Una Senyera apta para mujeres

Todos tienen algo de razón en la polémica desatada a propósito de los kilos que arroja la Real Señera en la báscula. La concejala Glòria Tello cuando se queja de pesa un quintal, que para el caso son 18 kg.; la diputada Mercedes Caballero (PSOE) cuando se declara ofendida porque, al parecer de Tello, eso impide que la lleven las mujeres, y la regidora de la oposición Marta Torrado cuando señala que si eso mismo lo hubiera dicho alguien del PP se habría armado la de Dios es Cristo. Cosa que es verdad: Eso lo dice alguien del PP y lo crujen. Excuso agregar que con todo merecimiento. Porque algo muy parecido -«Las niñas no pueden jugar al fútbol». «Las niñas no valen para nada»- es lo que le gritaban los aprendices de maltratadores de Palma a una de sus más pequeñas compañeras mientras la descalabraban. En cambio lo dice una edila de Compromís y hasta Joan Ribó se muestra indulgente con ella.

Es evidente que la «senyora», como se le escapó al locutor de Tele 7 en tres ocasiones por pensar en una senyora/elefante, en contra de lo que aconsejaba George Lakoff, pesa demasiado para llevarla de acá para allá. Cargar con una arroba y media durante una hora y pico ha de costar lo suyo. Máxime estando como están mal repartidas, porque la corona y el 'rat penat' desplazan el centro de gravedad hacia el vértice de los 3,3 metros y, para terminarlo de complicar, la menor brisa convierte al portador en mástil de una vela que no siempre le impulsa hacia adelante y al paso deseado. Pero no lo es menos que si han ejercido de abanderadas Clementina Ródenas, Carmina del Río, Marta Torrado y la antes citada Mercedes Caballero es porque la Real Señera no es como el coñac Soberano y está al alcance de cualquier regidora que goce de buena salud.

En cualquier caso, Tello es la concejal de Cultura. No necesitaba enseñar un plumero sexista para plantear la conveniencia de encargar una réplica para las procesiones cívicas, a imagen y semejanza de lo que hizo la Basílica en su día con «la Peregrina», y aprovechar la ocasión para aligerarla sin quitarle prestancia.

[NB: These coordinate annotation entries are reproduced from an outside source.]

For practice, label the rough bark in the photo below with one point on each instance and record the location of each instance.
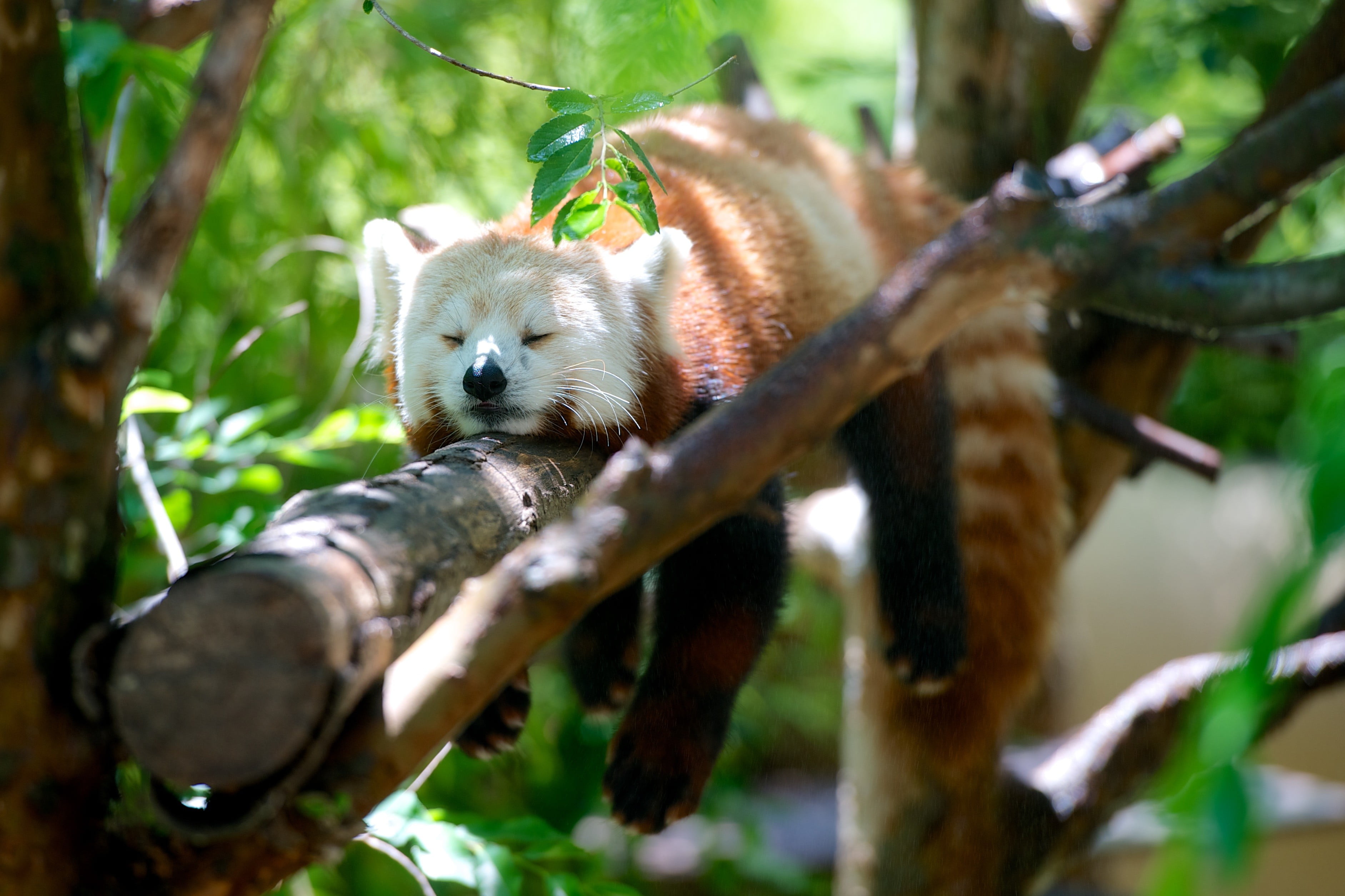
(1000, 82)
(66, 357)
(169, 23)
(226, 680)
(1113, 757)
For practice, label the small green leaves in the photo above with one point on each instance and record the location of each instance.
(639, 101)
(634, 196)
(569, 101)
(559, 174)
(639, 154)
(558, 134)
(580, 217)
(149, 400)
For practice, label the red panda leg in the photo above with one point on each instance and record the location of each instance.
(900, 447)
(497, 728)
(718, 601)
(603, 652)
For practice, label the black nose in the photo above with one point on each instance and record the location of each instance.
(485, 380)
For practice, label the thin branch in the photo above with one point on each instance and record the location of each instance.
(455, 62)
(109, 167)
(708, 75)
(365, 290)
(1102, 767)
(1264, 165)
(1148, 436)
(169, 541)
(156, 237)
(401, 859)
(1212, 298)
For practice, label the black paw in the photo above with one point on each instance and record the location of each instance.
(929, 664)
(497, 730)
(650, 790)
(604, 688)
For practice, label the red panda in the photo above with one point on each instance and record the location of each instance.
(770, 233)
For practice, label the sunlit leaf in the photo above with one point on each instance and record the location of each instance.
(261, 478)
(149, 400)
(559, 175)
(178, 506)
(89, 46)
(569, 101)
(559, 134)
(580, 217)
(639, 154)
(639, 101)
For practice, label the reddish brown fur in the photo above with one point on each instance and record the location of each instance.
(756, 286)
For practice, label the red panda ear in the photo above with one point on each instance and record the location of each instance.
(440, 224)
(393, 261)
(653, 267)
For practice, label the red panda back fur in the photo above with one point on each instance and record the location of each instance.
(752, 290)
(760, 279)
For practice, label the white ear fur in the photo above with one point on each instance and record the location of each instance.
(440, 224)
(395, 261)
(653, 266)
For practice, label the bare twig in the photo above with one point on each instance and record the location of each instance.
(400, 857)
(155, 239)
(455, 62)
(1105, 763)
(1204, 300)
(109, 167)
(1145, 435)
(169, 541)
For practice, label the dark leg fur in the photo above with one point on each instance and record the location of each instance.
(900, 447)
(603, 652)
(718, 601)
(497, 730)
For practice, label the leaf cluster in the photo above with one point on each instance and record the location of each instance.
(565, 146)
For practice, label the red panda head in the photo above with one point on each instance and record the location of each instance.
(493, 333)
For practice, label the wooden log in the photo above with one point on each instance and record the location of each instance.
(230, 677)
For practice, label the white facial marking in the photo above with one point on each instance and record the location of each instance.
(587, 315)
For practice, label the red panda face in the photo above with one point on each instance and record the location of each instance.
(497, 334)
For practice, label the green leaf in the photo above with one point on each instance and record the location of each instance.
(151, 377)
(89, 47)
(178, 506)
(564, 886)
(641, 101)
(637, 198)
(370, 871)
(580, 217)
(558, 134)
(569, 101)
(639, 154)
(149, 400)
(559, 175)
(261, 478)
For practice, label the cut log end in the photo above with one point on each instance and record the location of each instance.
(228, 679)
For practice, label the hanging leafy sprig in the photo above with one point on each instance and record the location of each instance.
(565, 147)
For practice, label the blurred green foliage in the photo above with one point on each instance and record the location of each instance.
(348, 121)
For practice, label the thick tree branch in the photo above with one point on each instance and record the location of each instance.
(300, 609)
(169, 23)
(1207, 299)
(1105, 765)
(1001, 82)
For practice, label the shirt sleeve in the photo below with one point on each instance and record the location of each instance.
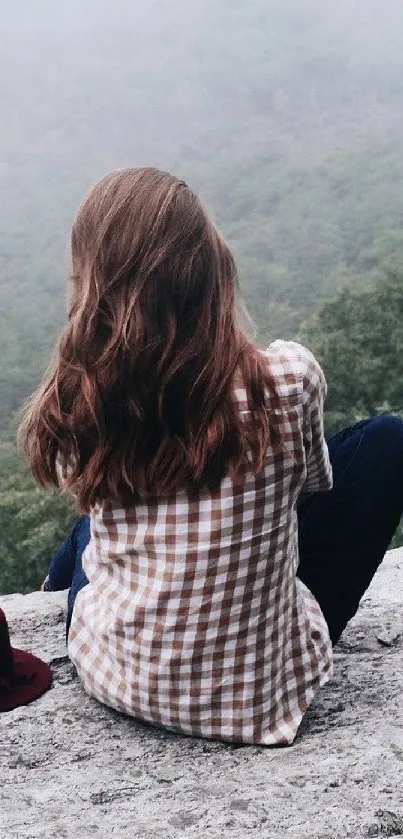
(314, 388)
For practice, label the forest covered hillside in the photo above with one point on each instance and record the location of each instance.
(286, 117)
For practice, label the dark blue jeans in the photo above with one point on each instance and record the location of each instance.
(343, 534)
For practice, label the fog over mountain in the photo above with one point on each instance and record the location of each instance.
(286, 116)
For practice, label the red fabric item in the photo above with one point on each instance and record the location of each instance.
(23, 676)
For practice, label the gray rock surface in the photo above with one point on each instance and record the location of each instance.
(70, 767)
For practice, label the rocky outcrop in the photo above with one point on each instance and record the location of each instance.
(71, 768)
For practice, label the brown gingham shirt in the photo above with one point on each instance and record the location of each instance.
(194, 617)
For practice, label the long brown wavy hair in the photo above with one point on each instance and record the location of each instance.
(139, 399)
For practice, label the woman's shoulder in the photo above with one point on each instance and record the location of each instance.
(292, 363)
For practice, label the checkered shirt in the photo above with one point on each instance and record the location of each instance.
(194, 617)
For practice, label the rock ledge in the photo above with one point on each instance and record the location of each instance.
(72, 768)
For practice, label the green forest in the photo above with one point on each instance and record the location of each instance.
(287, 118)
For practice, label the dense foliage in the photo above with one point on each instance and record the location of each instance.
(287, 117)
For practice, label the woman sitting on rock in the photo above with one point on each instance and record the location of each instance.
(212, 569)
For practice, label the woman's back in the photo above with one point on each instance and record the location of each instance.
(194, 617)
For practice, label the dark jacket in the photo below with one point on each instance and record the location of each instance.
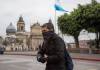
(54, 49)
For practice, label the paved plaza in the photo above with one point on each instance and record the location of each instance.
(19, 62)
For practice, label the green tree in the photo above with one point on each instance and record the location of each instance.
(85, 16)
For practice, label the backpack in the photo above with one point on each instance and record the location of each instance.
(68, 59)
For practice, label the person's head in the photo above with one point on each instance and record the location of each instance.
(47, 30)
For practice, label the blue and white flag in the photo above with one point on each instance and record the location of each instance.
(58, 7)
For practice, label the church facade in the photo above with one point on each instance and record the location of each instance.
(20, 40)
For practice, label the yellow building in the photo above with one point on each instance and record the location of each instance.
(20, 40)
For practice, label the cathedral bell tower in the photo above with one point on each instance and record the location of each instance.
(20, 25)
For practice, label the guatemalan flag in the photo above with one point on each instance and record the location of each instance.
(58, 7)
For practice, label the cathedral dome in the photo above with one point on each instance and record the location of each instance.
(10, 29)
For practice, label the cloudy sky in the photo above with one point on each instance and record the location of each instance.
(32, 11)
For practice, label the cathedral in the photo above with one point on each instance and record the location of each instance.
(20, 40)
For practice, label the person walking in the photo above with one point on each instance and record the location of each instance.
(52, 51)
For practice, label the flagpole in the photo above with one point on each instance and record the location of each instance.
(55, 19)
(56, 25)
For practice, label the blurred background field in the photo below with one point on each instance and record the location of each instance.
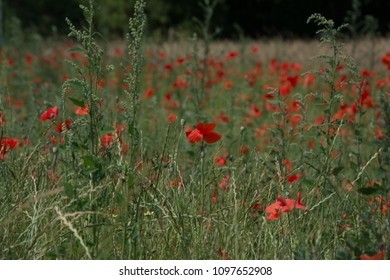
(249, 140)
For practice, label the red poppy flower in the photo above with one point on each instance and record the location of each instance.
(107, 139)
(171, 118)
(82, 111)
(59, 127)
(204, 132)
(49, 114)
(6, 144)
(293, 178)
(221, 161)
(2, 120)
(284, 205)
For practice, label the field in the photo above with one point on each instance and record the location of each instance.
(194, 150)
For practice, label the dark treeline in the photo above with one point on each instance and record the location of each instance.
(251, 18)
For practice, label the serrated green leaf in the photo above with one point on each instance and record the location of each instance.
(107, 130)
(75, 84)
(75, 50)
(90, 170)
(337, 170)
(77, 102)
(88, 161)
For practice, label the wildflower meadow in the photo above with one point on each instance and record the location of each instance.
(202, 149)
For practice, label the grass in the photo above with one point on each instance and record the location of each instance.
(109, 187)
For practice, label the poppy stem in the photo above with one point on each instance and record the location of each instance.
(202, 187)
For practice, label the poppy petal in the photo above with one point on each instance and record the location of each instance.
(195, 136)
(212, 137)
(205, 128)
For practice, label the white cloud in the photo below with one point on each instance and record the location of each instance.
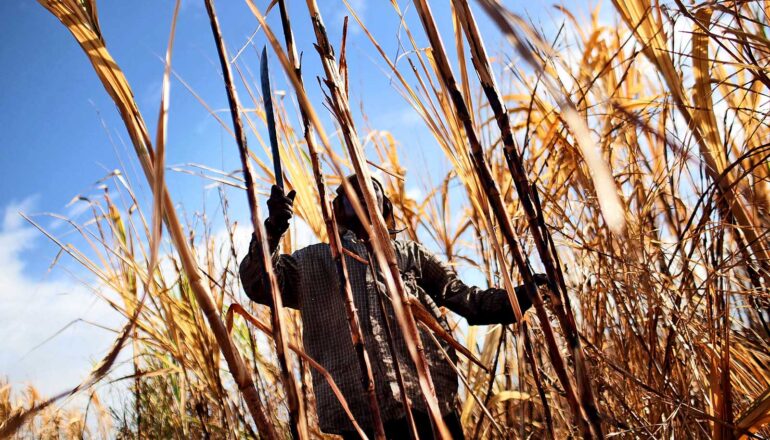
(34, 307)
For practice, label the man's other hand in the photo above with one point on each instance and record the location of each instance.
(280, 209)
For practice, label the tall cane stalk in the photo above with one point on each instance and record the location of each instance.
(359, 345)
(85, 29)
(296, 405)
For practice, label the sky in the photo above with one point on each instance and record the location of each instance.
(62, 134)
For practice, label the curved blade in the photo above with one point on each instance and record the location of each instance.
(267, 98)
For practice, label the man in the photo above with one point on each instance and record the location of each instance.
(309, 282)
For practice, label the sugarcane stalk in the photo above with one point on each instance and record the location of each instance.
(529, 202)
(297, 414)
(498, 209)
(378, 233)
(391, 276)
(335, 244)
(117, 87)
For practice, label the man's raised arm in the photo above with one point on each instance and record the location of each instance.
(252, 269)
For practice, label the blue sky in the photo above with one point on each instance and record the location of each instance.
(61, 134)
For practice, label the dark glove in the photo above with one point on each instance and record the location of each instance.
(280, 210)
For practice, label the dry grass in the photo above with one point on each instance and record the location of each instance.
(632, 168)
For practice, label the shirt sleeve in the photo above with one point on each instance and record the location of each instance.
(479, 307)
(257, 286)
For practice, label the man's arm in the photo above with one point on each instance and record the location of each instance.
(255, 281)
(479, 307)
(253, 275)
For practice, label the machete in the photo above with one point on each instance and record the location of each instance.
(267, 98)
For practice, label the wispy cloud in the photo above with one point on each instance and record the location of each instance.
(36, 307)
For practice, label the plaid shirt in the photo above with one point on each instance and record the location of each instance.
(309, 282)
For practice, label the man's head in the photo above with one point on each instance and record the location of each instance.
(345, 214)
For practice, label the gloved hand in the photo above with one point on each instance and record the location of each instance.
(280, 209)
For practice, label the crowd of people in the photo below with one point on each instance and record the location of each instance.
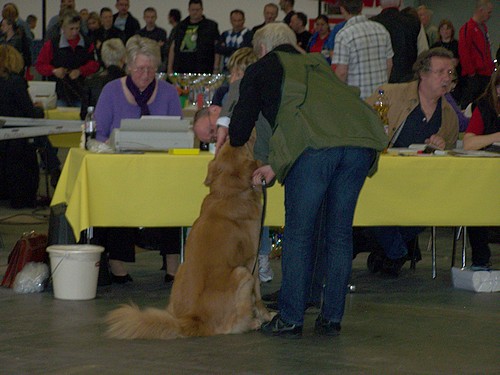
(285, 87)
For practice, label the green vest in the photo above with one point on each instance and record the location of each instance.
(317, 110)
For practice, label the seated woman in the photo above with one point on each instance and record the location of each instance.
(19, 173)
(68, 58)
(138, 94)
(482, 132)
(113, 56)
(319, 41)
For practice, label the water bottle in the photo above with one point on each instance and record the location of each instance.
(90, 126)
(382, 107)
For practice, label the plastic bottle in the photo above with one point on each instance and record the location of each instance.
(382, 107)
(90, 126)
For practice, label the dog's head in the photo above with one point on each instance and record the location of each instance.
(232, 169)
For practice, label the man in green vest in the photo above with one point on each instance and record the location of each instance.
(325, 142)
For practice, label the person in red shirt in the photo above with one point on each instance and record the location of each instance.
(483, 131)
(68, 58)
(317, 41)
(475, 52)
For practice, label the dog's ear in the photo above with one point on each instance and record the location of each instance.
(251, 141)
(212, 172)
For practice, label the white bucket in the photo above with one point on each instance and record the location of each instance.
(75, 269)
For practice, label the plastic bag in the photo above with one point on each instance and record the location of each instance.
(32, 278)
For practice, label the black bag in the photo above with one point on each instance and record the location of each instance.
(19, 172)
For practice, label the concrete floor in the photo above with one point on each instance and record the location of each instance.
(411, 325)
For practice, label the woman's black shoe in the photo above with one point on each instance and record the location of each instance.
(325, 327)
(169, 278)
(121, 279)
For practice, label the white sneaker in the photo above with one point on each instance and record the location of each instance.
(266, 273)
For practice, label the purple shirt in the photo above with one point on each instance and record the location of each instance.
(113, 106)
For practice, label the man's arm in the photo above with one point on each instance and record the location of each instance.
(389, 67)
(341, 71)
(171, 56)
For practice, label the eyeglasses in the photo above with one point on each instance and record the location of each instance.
(442, 72)
(144, 69)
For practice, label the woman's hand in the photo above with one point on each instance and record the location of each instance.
(74, 74)
(265, 172)
(59, 72)
(222, 137)
(436, 141)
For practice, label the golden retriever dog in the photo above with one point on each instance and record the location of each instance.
(214, 291)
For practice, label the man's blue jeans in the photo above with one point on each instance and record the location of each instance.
(334, 175)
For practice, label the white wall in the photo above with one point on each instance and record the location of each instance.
(217, 10)
(458, 11)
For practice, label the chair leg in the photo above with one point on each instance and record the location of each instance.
(182, 246)
(414, 260)
(457, 232)
(433, 240)
(464, 246)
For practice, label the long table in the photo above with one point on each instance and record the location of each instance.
(157, 189)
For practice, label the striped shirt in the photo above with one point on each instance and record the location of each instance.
(364, 46)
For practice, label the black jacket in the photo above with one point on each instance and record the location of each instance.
(200, 60)
(132, 25)
(404, 35)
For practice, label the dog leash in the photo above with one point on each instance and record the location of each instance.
(262, 218)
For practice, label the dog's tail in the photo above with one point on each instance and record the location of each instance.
(129, 322)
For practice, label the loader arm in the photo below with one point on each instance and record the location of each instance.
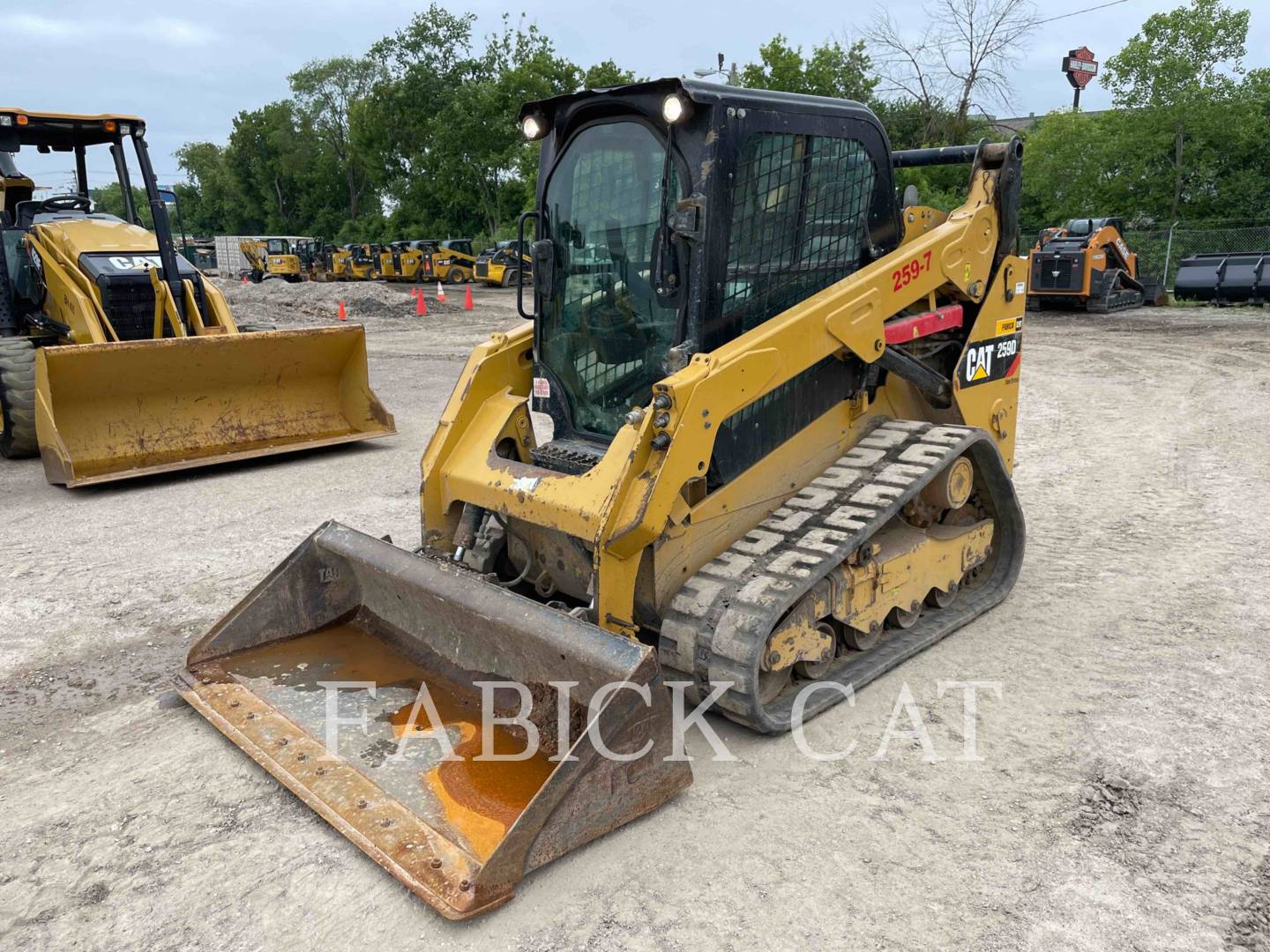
(781, 413)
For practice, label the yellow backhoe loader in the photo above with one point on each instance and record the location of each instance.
(784, 427)
(502, 265)
(453, 260)
(120, 358)
(271, 258)
(362, 263)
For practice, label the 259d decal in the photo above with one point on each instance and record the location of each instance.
(990, 360)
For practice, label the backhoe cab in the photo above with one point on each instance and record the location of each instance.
(784, 420)
(120, 358)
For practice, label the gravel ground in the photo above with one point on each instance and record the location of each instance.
(1120, 801)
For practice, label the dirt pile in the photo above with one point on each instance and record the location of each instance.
(377, 305)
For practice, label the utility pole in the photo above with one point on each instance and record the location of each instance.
(1080, 68)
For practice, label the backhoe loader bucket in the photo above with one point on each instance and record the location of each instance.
(348, 609)
(112, 412)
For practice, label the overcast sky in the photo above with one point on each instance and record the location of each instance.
(188, 69)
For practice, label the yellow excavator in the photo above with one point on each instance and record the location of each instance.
(782, 415)
(399, 262)
(453, 260)
(271, 258)
(362, 263)
(118, 358)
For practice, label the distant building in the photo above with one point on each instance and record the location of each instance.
(1024, 123)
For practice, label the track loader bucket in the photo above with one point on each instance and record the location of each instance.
(111, 412)
(348, 609)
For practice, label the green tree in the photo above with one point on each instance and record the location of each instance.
(1177, 74)
(329, 95)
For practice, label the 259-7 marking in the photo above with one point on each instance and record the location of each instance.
(909, 271)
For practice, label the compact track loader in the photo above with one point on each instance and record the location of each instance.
(502, 265)
(271, 258)
(118, 358)
(399, 262)
(1087, 264)
(782, 413)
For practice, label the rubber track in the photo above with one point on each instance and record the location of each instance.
(18, 398)
(716, 628)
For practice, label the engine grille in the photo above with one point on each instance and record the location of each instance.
(1061, 271)
(572, 457)
(130, 306)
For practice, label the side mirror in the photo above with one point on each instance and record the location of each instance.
(542, 251)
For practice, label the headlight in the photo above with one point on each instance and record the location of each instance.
(534, 127)
(673, 108)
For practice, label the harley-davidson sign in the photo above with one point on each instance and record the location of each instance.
(1080, 66)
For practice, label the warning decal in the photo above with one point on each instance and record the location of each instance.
(989, 361)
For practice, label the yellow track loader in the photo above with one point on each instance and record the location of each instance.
(118, 358)
(362, 263)
(782, 413)
(271, 258)
(453, 260)
(399, 262)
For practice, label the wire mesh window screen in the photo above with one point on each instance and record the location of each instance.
(606, 333)
(798, 225)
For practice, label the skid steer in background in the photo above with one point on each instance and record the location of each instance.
(314, 260)
(784, 423)
(1087, 264)
(362, 263)
(502, 265)
(118, 358)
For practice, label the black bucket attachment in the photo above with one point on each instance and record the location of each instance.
(1223, 279)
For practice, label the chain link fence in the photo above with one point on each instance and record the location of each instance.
(1161, 250)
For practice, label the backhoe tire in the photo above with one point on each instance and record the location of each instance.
(18, 398)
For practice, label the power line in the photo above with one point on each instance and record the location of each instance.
(1077, 13)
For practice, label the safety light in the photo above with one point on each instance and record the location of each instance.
(534, 126)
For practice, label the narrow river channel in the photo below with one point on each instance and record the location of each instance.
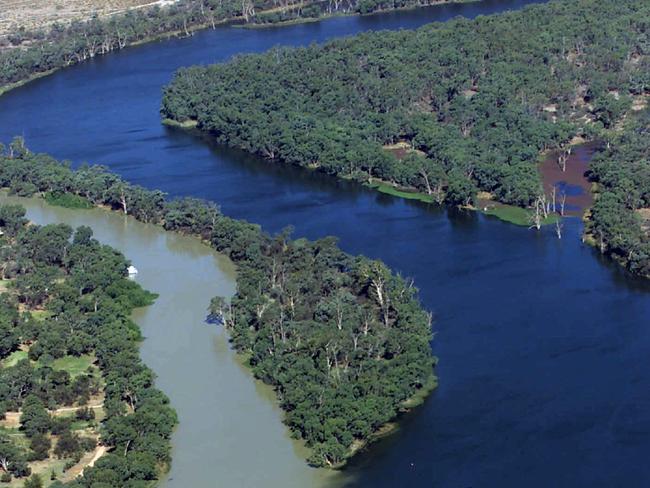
(229, 421)
(543, 345)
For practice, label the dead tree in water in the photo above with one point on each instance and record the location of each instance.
(562, 203)
(540, 212)
(553, 194)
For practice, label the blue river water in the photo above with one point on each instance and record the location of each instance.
(542, 343)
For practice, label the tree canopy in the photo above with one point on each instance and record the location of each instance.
(80, 291)
(344, 341)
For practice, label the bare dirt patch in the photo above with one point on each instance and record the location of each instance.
(401, 149)
(35, 14)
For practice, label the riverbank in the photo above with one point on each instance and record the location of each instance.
(239, 21)
(214, 396)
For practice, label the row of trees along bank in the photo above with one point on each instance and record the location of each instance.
(343, 340)
(447, 110)
(66, 300)
(25, 54)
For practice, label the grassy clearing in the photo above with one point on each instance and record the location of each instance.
(409, 195)
(41, 315)
(186, 124)
(67, 200)
(73, 364)
(13, 359)
(516, 215)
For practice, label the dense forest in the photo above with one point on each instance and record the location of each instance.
(343, 340)
(24, 54)
(471, 103)
(66, 340)
(619, 222)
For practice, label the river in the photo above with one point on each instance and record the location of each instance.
(542, 344)
(215, 396)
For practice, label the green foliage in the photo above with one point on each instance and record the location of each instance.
(622, 171)
(34, 482)
(89, 300)
(37, 52)
(40, 445)
(479, 98)
(67, 200)
(343, 340)
(34, 418)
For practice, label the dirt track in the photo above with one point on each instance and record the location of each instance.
(32, 14)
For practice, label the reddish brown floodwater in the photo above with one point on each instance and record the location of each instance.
(571, 182)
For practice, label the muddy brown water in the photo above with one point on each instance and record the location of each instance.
(573, 182)
(228, 420)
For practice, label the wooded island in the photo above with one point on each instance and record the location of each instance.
(447, 110)
(26, 54)
(71, 376)
(343, 340)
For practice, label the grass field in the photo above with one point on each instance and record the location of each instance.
(409, 195)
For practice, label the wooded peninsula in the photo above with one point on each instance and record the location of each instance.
(71, 374)
(471, 104)
(27, 54)
(343, 340)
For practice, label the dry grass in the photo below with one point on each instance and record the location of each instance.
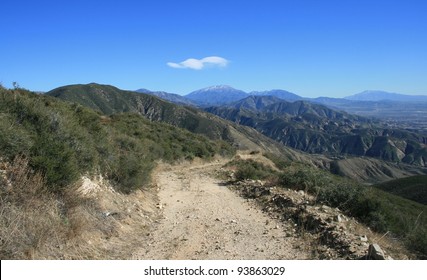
(29, 216)
(35, 224)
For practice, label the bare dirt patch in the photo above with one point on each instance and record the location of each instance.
(203, 219)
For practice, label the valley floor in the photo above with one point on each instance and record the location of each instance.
(202, 219)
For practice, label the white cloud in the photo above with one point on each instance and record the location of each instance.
(199, 64)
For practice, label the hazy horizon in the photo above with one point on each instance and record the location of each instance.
(310, 48)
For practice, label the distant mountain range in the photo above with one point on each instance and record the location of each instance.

La gente habría entendido que se la quiera preservar del manoseo al que se la somete. Aunque es una copia a su vez de la de 1535, data de 1928, y es una pena que continúe deteriorándose. Pero eso explíqueselo usted a una regidora que ha equiparado en derechos a animales y personas y que en un arrebato franciscano merecedor de una sanción de Sanidad resolvió amparar «baix son mant» a cuantos «folls, innocents i incívics» han convertido a toda una especie en parasitaria y a sus numerosas colonias ciudadanas en insalubres muladares. Glòria Tello en las alturas, porque lo que es en las bajuras se está cubriendo de ídem.